Why this paper
Mixtral 8x7B arxiv 2401.04088 is one of the few open-weights Mixture-of-Experts releases at frontier-quality scale. Most MoE work to date stayed proprietary (GPT-4-mixed, Switch Transformer family) or shipped at scales that didn't compete with the best dense models. Mixtral changes that.
What we want to surface: the routing mechanism is the entire contribution. The base architecture is Mistral 7B. The deltas are local — and they're the reason the model exists.
How the routing works
At each layer, instead of one feedforward block, there are 8. A small "router" — a tiny neural network at each layer — takes the current token's hidden state and emits 8 scores. The 2 highest-scoring experts process the token; their outputs are mixed by the router's softmaxed weights.
Top-2 routing matters. Switch Transformer used top-1 (each token goes to exactly one expert). Top-2 trades a small per-token compute increase for routing stability — gradients flow back through 2 experts at each layer, which empirically prevents the routing collapse you see in top-1 setups where one expert dominates.
What the routing buys
Two decoupled axes:
- Capacity: 47B total parameters. Knowledge "stored" in the model is at this scale.
- Compute: 13B active parameters per token. Each forward pass is roughly equivalent to running a 13B dense model.
This decoupling is the whole point. At inference, you're paying for a 13B dense model's compute. At quality, you're getting a 70B-class model's behaviour on most benchmarks.
What it costs
The headline catch: you have to load all 8 experts into memory, even though only 2 fire per token. So a 47B-parameter footprint dominates your VRAM requirement, not a 13B-equivalent footprint.
For deployment:
- FP16 serving: ~94 GB VRAM. Two A100 80GBs or one H100 80GB.
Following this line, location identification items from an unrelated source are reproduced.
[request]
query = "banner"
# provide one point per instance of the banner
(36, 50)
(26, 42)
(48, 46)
- INT4 quantisation: ~24 GB VRAM. One A100 80GB, comfortable headroom.
- Throughput: ~6× faster than Llama 2 70B at comparable quality on reasoning benchmarks. Routing overhead is small (10-15% slower than pure dense 13B).
For research:
- Easier to ablate than closed MoE models — you can swap routing functions and re-train.
- The open weights enable a wave of community fine-tuning that closed models can't get.
What the paper doesn't address
A few things to look up separately if you're evaluating:
- Routing decisions during long-context inference (32k window) — paper doesn't disclose router stability at extreme positions.
- Expert specialisation — there's some appendix data, but the paper doesn't deeply analyse whether the 8 experts develop interpretable roles.
- Inference latency variance — top-2 routing means per-token decisions can be heterogeneous across batch positions, which complicates serving.
Why we summarised it this way
The summarizer prompt for the Industry Pro profile (which we ran first) prioritises deployment cost over methodological elegance. That's deliberate. The same paper through the Researcher lens would lead with the top-1 vs top-2 routing analysis instead. Same paper, different lens, different headline.
If you're evaluating Mixtral for production, the Industry Pro summary in your daily digest will lead with VRAM and throughput numbers. If you're tracking the MoE field, the Researcher summary will lead with the routing comparison. Same digest pipeline, different optimisation target.